2) yes there are many virtual machines, qemu, skyeye, etc. I have one result from an amber project on opencores http://github.com/dwelch67/amber_samples
3) it is very rare that an instruction set simulator or virtual machine, etc. matches the processor exactly. Just because it works on vm / sim doesn't mean it works. It is no different from running code in and outside the debugger. You should try different simulators as well as equipment to test the quality of the simulator. One processor to another, or one x86 to another, can be different enough to cause your software to crash, so even hardware work isn't enough to sort out all of your potential mistakes.
4) linux works on many platforms huh? Netbsd works even harder, right? Depending on how you design your program, it might be very portable or not portable, or somewhere in between. It depends on you.
5) You need some basic operating system. maybe get a MicroC / OS-II book or some other similar material. Learn the basics of task switching, etc.
6) IDE and editors, etc. - a very personal matter, one of the loved ones hates others. For ARM development, you need to get ARM ARM (ARM Architectural Reference Manual). What was previously the only document was divided due to the fact that they had many different nuclei and families. What is the oldest looking, ARMv5 or ARMv6 ARM is what used to be the only one. Get this, and you can at least write more portable code across the core family. You will want to get TRM (Technical Reference Manuals). Get one for ARM7TDMI (ARMv4T), just like getting 486 manual from Intel, almost all (32 bit hand instructions) as it is compatible with this kernel. Perhaps you would like to get TRM for other families. Understand that although an older version, such as rev 1.0 (r1p0), may be marked obsolete,if there is a manual for it, ARM sold it to someone and it exists somewhere in some chips and you might need to know the differences between the two (if you aim that closely). Peripherals like PL310 L2 cache are often found in some cores, you probably want to know what is in there if you have an interest in enabling and using the cache.
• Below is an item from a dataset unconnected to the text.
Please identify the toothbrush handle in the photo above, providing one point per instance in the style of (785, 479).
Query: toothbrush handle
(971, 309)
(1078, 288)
Hmmm, arm7 (ARMv4, not to be confused with ARMv7) doesn't have mmu, I think ARM9 does, so depending on how you want to manage apps and their memory, you can use ARM9 or something new as a baseline ...such as PL310 L2 cache are often found in some cores, you probably want to know what is there if you have an interest in enabling and using cache. Hmmm, arm7 (ARMv4, not to be confused with ARMv7) doesn't have mmu, I think ARM9 does, so depending on how you want to manage apps and their memory, you can use ARM9 or something new as a baseline ...such as PL310 L2 cache are often found in some cores, you probably want to know what is there if you have an interest in enabling and using cache. Hmmm, arm7 (ARMv4, not to be confused with ARMv7) doesn't have mmu, I think ARM9 does, so depending on how you want to manage apps and their memory, you can use ARM9 or something new as a baseline ...
get code chain based on codeourcery lite gnu. codeourcery is now part of mentor graphics. It's not hard to create your own cross-compiler for your hand or get some other (emdebian, etc.). ARM makes a good compiler, but it's expensive and most of the support will come from them for the price, of course an online search engine for help, but a lot of free help is based on gcc. llvm compiler tools are getting better every day, they are used on iPhone from what I understand. I am using the clang compiler which is part of llvm. You don't need to create a cross compiler necessarily out of the box, they are a language to staging cross compiler for the target assembly. the build and linking targets the host, but you can use the gnu binutils assembler and linker for this last step.
Much like the IDE / editor, your programming style and preferences can lead you to favor one compilation environment over another.
Maybe you find my examples of hands on github useful or not, they are low level, you can give examples of types. Mostly on the thumb, but with some hand where possible.